Edwin bercerita bahwa sebagai anaknya bos Astra, ia mendapat perlakukan istimewa di kantor. Pekerjaan hariannya terbilang ringan karena karyawan lain sudah membereskan tugasnya sedemikian rupa, sehingga ia tak perlu repot-repot mengerjakannya sendiri. Di samping itu, ia juga selalu dihormati dan disegani oleh staf-stafnya. Maklum lah, siapa sih yang berani sama anaknya bos?
Namun, keistimewaan tersebut lenyap begitu ayahnya menjual mayoritas saham Astra pada tahun 1992. Kehidupan Edwin di kantor pun berbalik, seperti halnya Keluarga Hong.
Jika dulu ketika ia ingin bertemu dengan manajer Astra, ia hanya perlu bilang dan manajer tadi akan langsung datang menghadap, maka kini ceritanya jadi lain.
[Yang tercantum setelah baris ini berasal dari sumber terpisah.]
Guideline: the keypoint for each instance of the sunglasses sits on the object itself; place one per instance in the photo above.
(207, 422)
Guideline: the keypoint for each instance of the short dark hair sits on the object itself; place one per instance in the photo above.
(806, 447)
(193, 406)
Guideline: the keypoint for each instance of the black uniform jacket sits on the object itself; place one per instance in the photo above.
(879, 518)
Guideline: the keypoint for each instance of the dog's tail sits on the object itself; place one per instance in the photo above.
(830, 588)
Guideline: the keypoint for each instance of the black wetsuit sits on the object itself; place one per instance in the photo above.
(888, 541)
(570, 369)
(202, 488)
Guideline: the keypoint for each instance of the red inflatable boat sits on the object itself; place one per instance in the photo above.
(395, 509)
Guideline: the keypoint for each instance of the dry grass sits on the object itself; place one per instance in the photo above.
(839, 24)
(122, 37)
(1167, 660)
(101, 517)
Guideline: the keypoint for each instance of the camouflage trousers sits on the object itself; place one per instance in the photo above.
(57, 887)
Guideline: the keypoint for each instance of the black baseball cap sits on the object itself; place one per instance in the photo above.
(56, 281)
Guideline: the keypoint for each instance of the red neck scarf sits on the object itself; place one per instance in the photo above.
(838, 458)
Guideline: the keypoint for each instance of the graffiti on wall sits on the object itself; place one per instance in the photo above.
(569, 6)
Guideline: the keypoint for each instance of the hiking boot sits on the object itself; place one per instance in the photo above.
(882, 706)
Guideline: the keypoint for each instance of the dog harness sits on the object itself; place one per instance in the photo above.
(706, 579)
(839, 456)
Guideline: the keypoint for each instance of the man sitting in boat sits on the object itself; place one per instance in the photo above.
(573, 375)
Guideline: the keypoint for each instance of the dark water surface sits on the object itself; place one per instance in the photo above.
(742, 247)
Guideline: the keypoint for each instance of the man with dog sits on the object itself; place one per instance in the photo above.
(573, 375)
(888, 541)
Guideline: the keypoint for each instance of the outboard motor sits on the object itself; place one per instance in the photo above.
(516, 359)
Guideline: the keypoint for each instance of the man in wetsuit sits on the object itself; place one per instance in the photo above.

Sebab, ia mengaku pernah disuruh menunggu si manajer selesai main golf dulu sebelum bertemu dengannya hanya karena ia bukan siapa-siapa lagi di Astra.Â
Biarpun dulu pernah diperlakukan begitu spesial, namun karena sekarang statusnya bukan siapa-siapa, maka ia cuma dipandang sebagai orang biasa saja!
Kedua, tidak semua investor mempunyai niat baik.
Dari pengalaman, saya berani menyimpulkan bahwa setiap investor hanya mempunyai satu tujuan, yakni memperoleh keuntungan. Hanya saja, cara untuk mendapatkan keuntungan tersebut bisa berbeda-beda.
Memang ada investor yang sengaja membeli perusahaan untuk memperbaiki kinerjanya yang sedang jelek, mengubahnya menjadi lebih baik, dan kemudian menjualnya dengan harga lebih tinggi.Â
Hal itu dilakukan seperti kita membeli sebuah rumah tua dengan harga yang sangat murah, lalu melakukan renovasi secara besar-besaran, dan kemudian menjualnya dengan harga yang mahal.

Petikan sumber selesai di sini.